Have you ever felt torn between two different career interests? Has someone told you that you could be a scientist or an artist, but not both? Perhaps you focus on one over the other because you feel you don’t have enough time to pursue both. Well, it is possible to combine different career paths---but it takes creativity and effort to pull it off.
Indre Viskontas, Ph.D. is an example of someone who followed her dreams---even when those dreams might seem completely different. Check out the video above, produced by KQED intern CaT Bobino, to see Viskontas in action as she combines her equally strong passions for opera and neuroscience.
Viskontas earned a doctorate in neuroscience and a Master of Music, and now she works as both a scientist and a soprano opera singer. Currently, you can find her teaching a variety of science courses at the University of San Francisco, as well as courses in music and memory at the San Francisco Conservatory of Music. Outside of the classroom, Viskontas routinely performs with a number of opera groups, specializing in contemporary opera.
Viskontas started her music career early on, following the example of her mother, a composer. She realized she was usually the loudest singer in the room, and with some training, she landed her first professional performance at the age of 11. In high school, she discovered that although she loved music, she also had a love for biology and chemistry. After reading books by the renowned neurologist and author Oliver Sacks, Viskontas realized that she also had a calling for cognitive neuroscience.

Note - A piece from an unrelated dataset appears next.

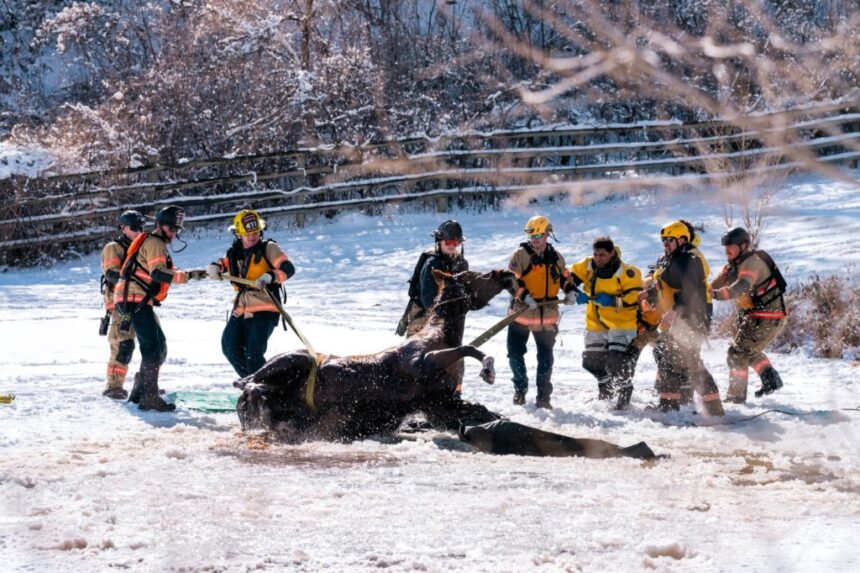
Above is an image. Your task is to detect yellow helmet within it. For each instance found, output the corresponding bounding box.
[230,209,266,237]
[660,221,690,243]
[523,215,552,235]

After earning a bachelor's degree in psychology and French literature from the University of Toronto, Viskontas decided to focus on her opera career. She spent a year in France trying to find work as a singer, but her fascination with science persisted. She left France for California, where she received her doctorate in cognitive neuroscience from UCLA, studying memory. Never content to stick to just one thing, she also received her Masters of Music in voice from the San Francisco Conservatory of Music.